The Indian equity market reached new highs in 2014, with the MSCI India gaining close to 25%. However, investors with a passive exposure may be missing a good opportunity to earn extra returns, due to the specific nature of the Indian equity market.
India: a stock picker’s paradise
While it is estimated that barely 30% of active funds manage to outperform their benchmark over a five year horizon, in India the situation is actually the opposite. Based on publically available information, 67% of local Indian equity mutual funds outperformed their benchmark over three years and an impressive 75% of funds managed to outperform over five years.
A favourable market for skilled mutual funds managers
While in the US and many other global markets, mutual and pension funds are so large that they drive the market with investments that tend to reflect the indices. In India mutual funds schemes remain relatively small compared to the overall market. Even the largest local equity mutual fund, with around USD 2.6 billion in assets, barely represents 0.17% of total market capitalisation. As a consequence, equity fund managers don’t have a significant impact on market prices, making it easier for skilled fund managers to outperform the index.
International investors: overcoming international indices’ flaws
Choosing an active manager can be even more beneficial for international investors, as their investments in India are usually measured against international indices, primarily MSCI India index or one of its varieties. While most sectors in India allow 100% foreign ownership, the limit for private-sector banks is set at 74%, with a sub-limit of 49% for foreign portfolio investments.
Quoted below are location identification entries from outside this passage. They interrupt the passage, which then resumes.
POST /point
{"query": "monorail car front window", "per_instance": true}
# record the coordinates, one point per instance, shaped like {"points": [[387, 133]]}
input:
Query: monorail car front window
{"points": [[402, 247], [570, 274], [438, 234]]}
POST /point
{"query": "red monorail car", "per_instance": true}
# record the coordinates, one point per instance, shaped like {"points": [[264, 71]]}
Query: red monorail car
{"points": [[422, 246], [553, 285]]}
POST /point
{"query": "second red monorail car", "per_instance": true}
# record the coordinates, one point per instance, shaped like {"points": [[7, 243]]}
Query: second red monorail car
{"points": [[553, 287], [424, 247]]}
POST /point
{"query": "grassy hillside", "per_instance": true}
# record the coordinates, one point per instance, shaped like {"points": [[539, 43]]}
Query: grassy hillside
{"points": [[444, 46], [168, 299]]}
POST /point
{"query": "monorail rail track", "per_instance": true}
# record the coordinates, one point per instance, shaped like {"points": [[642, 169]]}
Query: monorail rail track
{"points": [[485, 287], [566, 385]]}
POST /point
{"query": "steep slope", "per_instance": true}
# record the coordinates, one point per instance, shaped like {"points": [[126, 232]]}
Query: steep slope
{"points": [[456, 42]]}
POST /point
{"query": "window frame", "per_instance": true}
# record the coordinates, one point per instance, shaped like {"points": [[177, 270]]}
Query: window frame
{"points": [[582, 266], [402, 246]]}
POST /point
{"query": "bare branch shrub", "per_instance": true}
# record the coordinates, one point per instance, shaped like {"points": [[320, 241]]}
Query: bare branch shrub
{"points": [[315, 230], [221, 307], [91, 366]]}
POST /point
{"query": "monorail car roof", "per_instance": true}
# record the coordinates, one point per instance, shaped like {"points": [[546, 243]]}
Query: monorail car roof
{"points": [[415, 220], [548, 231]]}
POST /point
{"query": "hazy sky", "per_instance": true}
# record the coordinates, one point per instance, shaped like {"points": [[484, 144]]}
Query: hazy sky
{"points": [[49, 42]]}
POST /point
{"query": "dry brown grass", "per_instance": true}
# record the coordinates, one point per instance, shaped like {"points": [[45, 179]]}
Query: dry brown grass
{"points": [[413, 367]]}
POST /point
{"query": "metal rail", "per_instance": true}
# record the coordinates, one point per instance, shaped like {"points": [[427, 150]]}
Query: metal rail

Private sector banks have been one of the most dynamic segments of the Indian economy. From 3.5% in 2000, their market share, as measured by low cost deposits, has moved to 17.7% and is expected to continue to grow in the years to come. As these private-sector banks gained popularity amongst foreign investors, more and more of them have hit foreign ownership limits, leading to their gradual exclusion of MSCI indices. For example, India’s largest private-sector bank HDFC Bank moved from being the fourth largest weight in the MSCI India 10/40 index with a commanding 7.35% weight as of end of 2013, to being removed from the index in November 2014. The situation is such that today, all but one private-sector banks have been removed from the MSCI indices, whereas they still represented close to 10% of the index less than a year ago.
Source: RBI, RIMES, MSCI, January 2015.
Private-sector banks are expected to be among the top beneficiaries of the reacceleration of growth in India and experience improved liquidity conditions due to the central bank’s progressive easing. Their removal in international indices provides one more reason for international investors to use an active manager with flexibility to invest in out-of-benchmark positions, in order to get a full exposure to India’s exciting recovery story.
 Source: S&P Indices Versus Active Fund 2014 report. Over five years ending in June 30, 2014, respectively 74% of global active funds, 70% of international funds underperformed and 68% of emerging-market funds underperformed their benchmark.